Ist das überhaupt ein spezifisches Problem des Fotografiehandwerks? Wie sieht es z.B. in der Automobilbranche aus? Fast jeder Autofahrer kennt im Bekanntenkreis jemanden, der eine kleinere Reparatur für einen schmalen Taler durchführt, es werden freie Werkstätten aufgesucht und nur wenn's gar nicht anders geht, werden die horrenden Kosten der Vertragswerkstatt zähneknirschend hingenommen. Trotzdem können diese sich nicht über zu wenig Aufträge beklagen.
Ich bin im Hauptberuf als Softwareentwickler tätig und hier hauptsächlich im Bereich der Entwicklung von webbasierten Systemen. Würde mich privat jemand mit der Erstellung einer Website beauftragen, dann würde ich ihm einen Preis nennen, bei dem ihm wahrscheinlich die Ohren klingeln würden. Schließlich hat sich sein 13 jähriger Nachbarsjunge das Programmieren selbst beigebracht und macht ihm das für ein Eis. Bis sich dann der erste Hacker auf der neu erstellten Seite einfindet und der Nachbarsjunge feststellt, dass Grundkenntnisse in HTML wohl doch nicht ausreichen, um eine Seite sicher zu betreiben.
Ein Berufsfotograf muss sich also die Frage gefallen lassen, was er denn besser kann als der Hobbyknipser? Das er ein Ladengeschäft bezahlen und Gehalt eines Angestellten aufbringen muss, dass er Steuern, Krankenkassen- und Rentenbeiträge zahlt, interessiert einen Kunden herzlich wenig, dieser will nur wissen, was er für sein Geld bekommt. Und wenn das für ihn nicht erkennbar mehr ist, als beim Amateur, dann wird er keinen Auftrag vergeben.

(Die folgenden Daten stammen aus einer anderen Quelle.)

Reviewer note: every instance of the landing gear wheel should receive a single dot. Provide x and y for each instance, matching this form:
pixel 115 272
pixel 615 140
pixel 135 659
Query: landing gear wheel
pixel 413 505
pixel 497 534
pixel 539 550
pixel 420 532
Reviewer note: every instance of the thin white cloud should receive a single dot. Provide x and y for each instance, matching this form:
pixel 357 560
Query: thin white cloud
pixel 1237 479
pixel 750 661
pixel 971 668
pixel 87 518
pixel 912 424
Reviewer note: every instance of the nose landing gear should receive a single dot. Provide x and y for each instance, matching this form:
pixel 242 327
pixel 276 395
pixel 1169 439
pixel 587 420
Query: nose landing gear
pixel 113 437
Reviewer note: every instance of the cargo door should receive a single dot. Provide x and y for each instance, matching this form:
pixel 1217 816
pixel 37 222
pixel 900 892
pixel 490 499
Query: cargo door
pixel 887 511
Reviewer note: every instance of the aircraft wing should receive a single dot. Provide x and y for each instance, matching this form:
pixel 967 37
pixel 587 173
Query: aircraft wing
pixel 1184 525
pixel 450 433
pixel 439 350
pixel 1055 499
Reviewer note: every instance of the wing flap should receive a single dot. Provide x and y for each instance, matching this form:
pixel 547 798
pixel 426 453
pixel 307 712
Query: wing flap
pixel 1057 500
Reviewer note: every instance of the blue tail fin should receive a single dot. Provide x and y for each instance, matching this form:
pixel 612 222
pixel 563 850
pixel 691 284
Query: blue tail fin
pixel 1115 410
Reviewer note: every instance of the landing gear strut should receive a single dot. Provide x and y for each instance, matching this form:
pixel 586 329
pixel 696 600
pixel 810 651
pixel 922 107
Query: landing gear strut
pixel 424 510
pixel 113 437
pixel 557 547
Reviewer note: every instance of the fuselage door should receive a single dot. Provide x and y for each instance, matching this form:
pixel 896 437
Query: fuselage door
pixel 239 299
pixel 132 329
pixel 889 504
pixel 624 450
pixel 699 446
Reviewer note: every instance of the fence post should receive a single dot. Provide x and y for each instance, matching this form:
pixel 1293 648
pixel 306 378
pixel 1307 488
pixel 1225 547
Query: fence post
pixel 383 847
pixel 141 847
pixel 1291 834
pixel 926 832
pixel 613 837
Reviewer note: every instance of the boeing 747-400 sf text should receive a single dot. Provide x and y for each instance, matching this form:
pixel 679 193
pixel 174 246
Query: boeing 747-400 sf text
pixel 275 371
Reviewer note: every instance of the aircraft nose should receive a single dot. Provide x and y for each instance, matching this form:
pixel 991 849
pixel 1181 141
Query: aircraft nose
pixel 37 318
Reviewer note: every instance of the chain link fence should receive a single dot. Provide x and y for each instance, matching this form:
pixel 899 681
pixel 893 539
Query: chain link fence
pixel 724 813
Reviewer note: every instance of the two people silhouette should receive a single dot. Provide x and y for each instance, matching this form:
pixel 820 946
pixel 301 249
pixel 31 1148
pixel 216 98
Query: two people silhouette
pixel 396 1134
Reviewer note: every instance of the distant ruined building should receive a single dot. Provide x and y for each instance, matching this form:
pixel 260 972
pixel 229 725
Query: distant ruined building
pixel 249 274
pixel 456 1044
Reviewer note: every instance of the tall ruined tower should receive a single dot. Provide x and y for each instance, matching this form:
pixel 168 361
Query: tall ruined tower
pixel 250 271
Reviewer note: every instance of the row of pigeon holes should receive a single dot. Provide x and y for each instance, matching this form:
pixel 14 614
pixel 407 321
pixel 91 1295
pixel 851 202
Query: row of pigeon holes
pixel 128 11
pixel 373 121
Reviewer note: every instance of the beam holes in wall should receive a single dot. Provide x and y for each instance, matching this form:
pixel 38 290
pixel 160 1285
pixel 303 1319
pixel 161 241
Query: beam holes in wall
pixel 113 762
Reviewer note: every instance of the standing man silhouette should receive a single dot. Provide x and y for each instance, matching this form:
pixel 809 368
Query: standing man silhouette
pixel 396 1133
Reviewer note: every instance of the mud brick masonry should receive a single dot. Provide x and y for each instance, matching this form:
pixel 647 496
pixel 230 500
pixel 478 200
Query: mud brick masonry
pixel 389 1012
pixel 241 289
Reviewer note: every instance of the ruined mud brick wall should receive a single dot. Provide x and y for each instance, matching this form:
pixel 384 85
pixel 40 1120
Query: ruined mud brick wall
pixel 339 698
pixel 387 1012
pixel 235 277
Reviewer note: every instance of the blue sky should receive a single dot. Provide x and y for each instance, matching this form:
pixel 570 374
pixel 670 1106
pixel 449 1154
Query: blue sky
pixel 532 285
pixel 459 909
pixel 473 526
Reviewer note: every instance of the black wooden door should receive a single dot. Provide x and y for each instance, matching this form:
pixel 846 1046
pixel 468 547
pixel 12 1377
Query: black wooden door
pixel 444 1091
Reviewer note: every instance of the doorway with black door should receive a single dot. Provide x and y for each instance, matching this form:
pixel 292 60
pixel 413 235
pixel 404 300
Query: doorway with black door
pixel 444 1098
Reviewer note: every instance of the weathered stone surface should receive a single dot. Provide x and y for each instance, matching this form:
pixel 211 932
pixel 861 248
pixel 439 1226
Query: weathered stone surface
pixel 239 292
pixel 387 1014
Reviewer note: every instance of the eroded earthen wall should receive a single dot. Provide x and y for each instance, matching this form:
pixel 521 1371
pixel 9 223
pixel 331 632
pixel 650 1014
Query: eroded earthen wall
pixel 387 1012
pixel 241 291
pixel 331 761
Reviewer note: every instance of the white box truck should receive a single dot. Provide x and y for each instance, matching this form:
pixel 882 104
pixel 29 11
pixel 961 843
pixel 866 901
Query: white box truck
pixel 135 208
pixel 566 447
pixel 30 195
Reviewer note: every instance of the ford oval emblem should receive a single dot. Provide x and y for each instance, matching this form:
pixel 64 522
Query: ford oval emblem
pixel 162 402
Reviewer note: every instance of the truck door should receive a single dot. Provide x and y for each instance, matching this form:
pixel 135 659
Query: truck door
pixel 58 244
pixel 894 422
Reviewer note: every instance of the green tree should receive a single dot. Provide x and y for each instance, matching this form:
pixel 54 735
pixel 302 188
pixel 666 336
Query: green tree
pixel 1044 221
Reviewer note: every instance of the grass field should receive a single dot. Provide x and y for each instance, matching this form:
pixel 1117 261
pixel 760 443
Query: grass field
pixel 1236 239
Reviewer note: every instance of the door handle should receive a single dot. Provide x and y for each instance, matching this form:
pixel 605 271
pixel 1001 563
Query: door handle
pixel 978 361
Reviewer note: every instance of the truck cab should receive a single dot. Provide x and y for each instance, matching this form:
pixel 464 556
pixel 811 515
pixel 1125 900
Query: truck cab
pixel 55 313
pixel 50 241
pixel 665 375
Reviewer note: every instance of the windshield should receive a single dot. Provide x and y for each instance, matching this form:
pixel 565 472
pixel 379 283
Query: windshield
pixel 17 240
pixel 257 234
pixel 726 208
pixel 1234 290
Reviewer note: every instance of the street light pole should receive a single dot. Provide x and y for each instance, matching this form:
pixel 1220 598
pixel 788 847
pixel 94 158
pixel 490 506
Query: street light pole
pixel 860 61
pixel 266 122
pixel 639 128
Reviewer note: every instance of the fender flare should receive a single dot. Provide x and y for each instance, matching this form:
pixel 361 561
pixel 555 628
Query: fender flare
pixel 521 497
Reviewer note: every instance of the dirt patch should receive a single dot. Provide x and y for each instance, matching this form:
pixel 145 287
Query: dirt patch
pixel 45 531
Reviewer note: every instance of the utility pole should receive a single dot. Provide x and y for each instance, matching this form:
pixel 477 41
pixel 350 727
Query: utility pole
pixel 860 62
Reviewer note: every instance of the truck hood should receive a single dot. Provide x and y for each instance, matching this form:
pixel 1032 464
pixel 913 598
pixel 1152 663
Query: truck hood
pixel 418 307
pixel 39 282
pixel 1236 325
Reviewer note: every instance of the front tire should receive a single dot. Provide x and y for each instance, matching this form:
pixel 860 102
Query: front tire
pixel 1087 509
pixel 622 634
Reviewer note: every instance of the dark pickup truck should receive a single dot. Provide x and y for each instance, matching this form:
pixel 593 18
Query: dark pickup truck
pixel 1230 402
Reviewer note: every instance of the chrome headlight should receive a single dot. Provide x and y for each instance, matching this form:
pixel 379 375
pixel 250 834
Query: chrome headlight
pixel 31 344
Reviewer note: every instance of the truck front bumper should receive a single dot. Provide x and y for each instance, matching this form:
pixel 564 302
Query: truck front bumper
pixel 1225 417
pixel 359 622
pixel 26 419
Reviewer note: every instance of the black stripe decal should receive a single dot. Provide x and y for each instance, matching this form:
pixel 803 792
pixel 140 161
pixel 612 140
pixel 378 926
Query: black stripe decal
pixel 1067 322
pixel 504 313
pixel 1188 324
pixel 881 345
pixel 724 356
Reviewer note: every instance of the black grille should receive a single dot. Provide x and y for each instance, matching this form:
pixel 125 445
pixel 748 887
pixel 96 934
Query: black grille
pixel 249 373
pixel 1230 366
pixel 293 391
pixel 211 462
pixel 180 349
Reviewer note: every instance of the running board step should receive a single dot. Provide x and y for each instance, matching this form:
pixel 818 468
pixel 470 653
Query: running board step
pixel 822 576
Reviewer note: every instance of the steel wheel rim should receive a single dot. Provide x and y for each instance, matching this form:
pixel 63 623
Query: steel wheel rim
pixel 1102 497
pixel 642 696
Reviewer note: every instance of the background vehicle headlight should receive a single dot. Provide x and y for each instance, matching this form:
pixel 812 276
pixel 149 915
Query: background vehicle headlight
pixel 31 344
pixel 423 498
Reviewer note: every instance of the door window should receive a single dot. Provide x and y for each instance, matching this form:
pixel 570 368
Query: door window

Und welchen Fragen müssen wir Amateure uns stellen? Auch wir agieren z.T. eher fragwürdig! Da gibt es Leute, die gegen Bezahlung mit einem (semi-)professionellen Model arbeiten und diesem zusätzlich zur Gage auch noch die Bilder des Shootings zur freien Verwendung überlassen. Es gibt Hobbyfotografen, die sich auch noch geschmeichelt fühlen, wenn sie gebeten werden, eine Hochzeit kostenfrei als TfP zu fotografieren. Es werden dann auch schonmal eindeutig kommerzielle Shootings durchgeführt und das mit einem TfP-Model.
Es gibt also auf beiden Seiten diverse Dinge, die verbessert werden können, ja müssen. Auf jeden Fall sollte man sich zuvor überlegen, ob man selbst alles richtig macht, bevor man pauschal auf andere losgeht.